Financial Highlights
- Revenue: $230 million, up 8% year-over-year
- Adjusted EPS: $0.89, up 7% from the previous year
- Adjusted EBITDA: $93 million, representing an 8% increase
- Adjusted EBITDA margin: 40.3%
- Operating cash flow: $86 million for the first half of 2025
Earnings vs. Forecast
Evertec’s actual EPS of $0.89 exceeded the forecast of $0.85, resulting in a 4.71% surprise. The revenue also surpassed expectations, with a 3.32% surprise over the forecasted $222.23 million. This performance marks a continuation of the company’s trend of exceeding market expectations, driven by strategic initiatives and market expansion.
Market Reaction
Despite the earnings beat, Evertec’s stock fell by 2.02% in after-hours trading, closing at $33.44. This decline may reflect broader market conditions or investor concerns about potential risks. The stock remains within its 52-week range of $31.11 to $38.56, indicating room for recovery. InvestingPro analysis indicates the stock is currently undervalued, with a beta of 0.98 suggesting moderate market correlation. The company’s strong financial health score of 2.6 out of 4 and impressive return on equity of 25% further support its investment case. Discover more undervalued opportunities at Most Undervalued Stocks.
Outlook & Guidance
Evertec projects its 2025 revenue to range between $910 and $920 million, reflecting a growth rate of 6.6% to 7.6%. The company expects adjusted EPS to grow by 4.87% and aims to continue its focus on key markets such as Brazil and Mexico. Strategic acquisitions remain a priority to enhance its market position.
Executive Commentary
Max Schuessler, CEO, emphasized the company’s active organic pipeline and unique technology capabilities, stating, "Our technology is unique... we develop the software, we’re able to customize it for customers." CFO Joaquin Castrillo added, "Consumer continues to be very resilient," highlighting the company’s strong market position.
Risks and Challenges
- Economic fluctuations in key markets could impact growth.
- Potential tariffs may affect operating costs.
- Competition in the technology and payment services sector remains intense.
- Integration of acquisitions poses operational challenges.
- Currency volatility could influence financial results.
Q&A
During the earnings call, analysts inquired about the performance of the Brazil segment, which is performing above expectations. Questions also focused on the company’s M&A strategy, with management confirming an active pipeline for smaller strategic acquisitions. Executives reassured that potential tariffs would not have a significant impact.
Full transcript - Evertec Inc (EVTC) Q2 2025:
Conference Operator: note this event is being recorded.
I would now like to turn the conference over to Beatrice Brown from Investor Relations. Please go ahead.

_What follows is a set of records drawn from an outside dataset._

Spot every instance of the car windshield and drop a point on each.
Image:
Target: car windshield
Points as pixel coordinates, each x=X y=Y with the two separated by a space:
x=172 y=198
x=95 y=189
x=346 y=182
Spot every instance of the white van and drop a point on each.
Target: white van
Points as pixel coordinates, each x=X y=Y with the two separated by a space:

Beatrice Brown, Investor Relations, Evotec: Thank you, and good afternoon. With me today are Max Schuessler, our President and Chief Executive Officer and Joaquin Castrillo, our Chief Financial Officer. Before we begin, I would like to remind everyone that this call may contain forward looking statements and should be considered in conjunction with cautionary statements contained in our earnings release and the company’s most recent periodic SEC report. During today’s call, management will provide certain information that will constitute non GAAP financial measures under SEC rules, such as constant currency revenue, adjusted EBITDA, adjusted net income, adjusted earnings per common share and constant currency adjusted earnings per common share. Reconciliations to GAAP measures and certain additional information are also included in today’s earnings release and related supplemental slides, which are available in the Investor Relations section of our company website at www.evertecinc.com.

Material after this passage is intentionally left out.